Suppress Rendition Generation

It is common to suppress document rendition generation or provide your own renditions for Vault migrations. If you choose not to suppress renditions, it will take a significant amount of time for Vault to process large quantities of renditions. See the Rendition Status page to monitor the progress of rendition jobs.

Binder Structures (i.e. Binders)

Bulk APIs don’t exist for migrating binders and folders into Vault, therefore, allocate sufficient time for this to take place. Consider whether the existing structures are still needed after migrating the data into Vault.

Vault Notifications

After migrating documents, jobs run that provide notifications to users via email, such as periodic review or expiration. Users for each environment should be forewarned that this may occur. Some users may receive a large number of emails.

Loading Objects

Migrate objects into Vault using the Create Object Records endpoint. An alternative is to use the Vault Loader Command Line Interface (CLI) or API by following the tutorial for Loading Object Records.

Record Migration Mode

Record Migration Mode allows the migration of object records in non-initial states within lifecycles. Use the Create Object Records or Load Data Objects endpoints to enable this setting using the API.

To use this setting, the migration user must have the Vault Owner Actions : Record Migration permission in their security profile’s permission set.

Disable Record Triggers and Actions

Record triggers execute custom Vault Java SDK code whenever a data operation on an object occurs. If custom functionality isn’t needed during the migration, disable the record triggers to prevent them from running. These can be re-enabled once the migration is complete.

Testing Migrations

Create Development/Sandbox Vault

Administer a sandbox Vault from the production (or validation) Vault and perform any custom configurations. This is typically done in conjunction with an implementation. At this stage, you can determine the structure of the environment into which the data will be migrated.

Reference data, such as picklists and Vault objects are included with the sandbox, but you will need to load other reference data that your migration depends on. Use Test Data packages to create packages of reference data.

Dry Run Migration

Perform a dry run migration to test the migration logic, data, and approximate timings. It’s not necessary to dry run full data volumes. Logic and timings can be validated using smaller datasets. If the migration fails, correct the issues in the development environment before migrating to the test environment.

Data Verification

Once data has been migrated into Vault, verify the data is as expected. This involves a number of different checks, such as:

Data Transformation Considerations

Several complications can occur when populating Vault metadata.
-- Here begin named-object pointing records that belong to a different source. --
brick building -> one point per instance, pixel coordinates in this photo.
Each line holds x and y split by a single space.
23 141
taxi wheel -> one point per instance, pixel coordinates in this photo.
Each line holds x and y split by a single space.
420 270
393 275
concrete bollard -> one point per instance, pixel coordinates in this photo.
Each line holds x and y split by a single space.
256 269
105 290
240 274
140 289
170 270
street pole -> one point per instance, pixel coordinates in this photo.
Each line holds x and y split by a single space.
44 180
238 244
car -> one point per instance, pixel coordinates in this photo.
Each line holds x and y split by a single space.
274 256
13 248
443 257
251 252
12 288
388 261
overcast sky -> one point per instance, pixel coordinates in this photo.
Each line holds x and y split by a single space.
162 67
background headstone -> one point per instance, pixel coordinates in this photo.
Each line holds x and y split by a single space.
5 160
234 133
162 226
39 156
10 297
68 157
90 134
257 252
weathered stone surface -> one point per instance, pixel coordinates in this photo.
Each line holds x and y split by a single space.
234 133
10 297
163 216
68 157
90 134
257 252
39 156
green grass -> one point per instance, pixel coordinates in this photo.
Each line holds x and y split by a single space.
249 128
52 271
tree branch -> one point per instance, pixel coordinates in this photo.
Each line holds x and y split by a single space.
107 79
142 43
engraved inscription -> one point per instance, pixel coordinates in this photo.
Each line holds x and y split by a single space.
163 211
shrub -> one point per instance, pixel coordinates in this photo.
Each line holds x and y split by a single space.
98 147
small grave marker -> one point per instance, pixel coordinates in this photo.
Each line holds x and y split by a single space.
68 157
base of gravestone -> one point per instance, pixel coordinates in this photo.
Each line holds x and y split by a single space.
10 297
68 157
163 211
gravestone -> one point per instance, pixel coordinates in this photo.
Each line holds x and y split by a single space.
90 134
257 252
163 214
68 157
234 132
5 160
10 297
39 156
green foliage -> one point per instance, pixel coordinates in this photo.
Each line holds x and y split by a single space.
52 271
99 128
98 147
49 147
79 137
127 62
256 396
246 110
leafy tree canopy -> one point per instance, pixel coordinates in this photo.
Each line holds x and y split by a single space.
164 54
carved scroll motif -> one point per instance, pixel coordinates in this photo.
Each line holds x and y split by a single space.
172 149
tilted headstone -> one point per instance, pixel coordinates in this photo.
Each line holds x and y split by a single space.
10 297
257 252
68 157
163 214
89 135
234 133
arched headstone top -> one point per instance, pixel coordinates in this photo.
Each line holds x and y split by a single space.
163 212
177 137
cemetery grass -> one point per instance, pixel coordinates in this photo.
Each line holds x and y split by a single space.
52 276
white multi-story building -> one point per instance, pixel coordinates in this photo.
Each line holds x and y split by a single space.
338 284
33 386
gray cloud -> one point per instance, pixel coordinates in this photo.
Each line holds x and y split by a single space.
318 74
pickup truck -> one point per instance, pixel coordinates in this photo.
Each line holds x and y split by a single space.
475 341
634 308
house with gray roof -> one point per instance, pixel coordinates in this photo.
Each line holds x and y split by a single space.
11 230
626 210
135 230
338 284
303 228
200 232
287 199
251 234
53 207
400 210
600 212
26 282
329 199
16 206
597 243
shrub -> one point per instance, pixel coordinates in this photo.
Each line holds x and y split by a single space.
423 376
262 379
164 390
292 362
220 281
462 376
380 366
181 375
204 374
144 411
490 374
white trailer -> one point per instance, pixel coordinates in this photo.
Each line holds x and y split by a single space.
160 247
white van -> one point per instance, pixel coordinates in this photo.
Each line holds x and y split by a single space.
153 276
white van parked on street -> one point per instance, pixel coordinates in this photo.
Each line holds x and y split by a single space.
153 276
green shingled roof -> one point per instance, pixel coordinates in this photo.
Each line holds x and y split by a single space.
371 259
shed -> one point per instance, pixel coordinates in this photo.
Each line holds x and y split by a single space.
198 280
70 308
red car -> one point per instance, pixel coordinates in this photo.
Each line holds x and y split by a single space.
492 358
Consider the following best practices to transform data before a migration.

CSV Format

CSV files used to create or update documents using Vault Loader must use UTF-8 encoding and conform to RFC4180.

Date Formatting

Dates migrated into Vault must use the format YYYY-MM-DD.

Date/Time Formatting

Date/time conversion must use the Coordinated Universal Time (UTC) format YYYY-MM-DDTHH:MM:SS.sssZ, for example 2019-07-04T17:00:00.000Z. Hence it must end with the 000Z UTC expression, although the zeros can be any number. Ensure that date/time fields map to the correct day. This may be different depending on the time zone.

Case

If Vault metadata is case-sensitive, convert it to match the expected format.

Special Characters

Metadata must not contain special characters, for example, tabs and smart quotes. These special characters can be lost when migrating data into Vault.

Character Encodings

Saving Excel™ files in CSV format for use with Vault Loader can corrupt the file in an undetectable manner. If the file becomes corrupt, your load will fail. Failure logs contain a record of each row that has failed and are accessible by email or Vault notification. Correct the CSV files to continue loading.

Language

If the data being migrated is multilingual, ensure your Vault is configured to support different languages.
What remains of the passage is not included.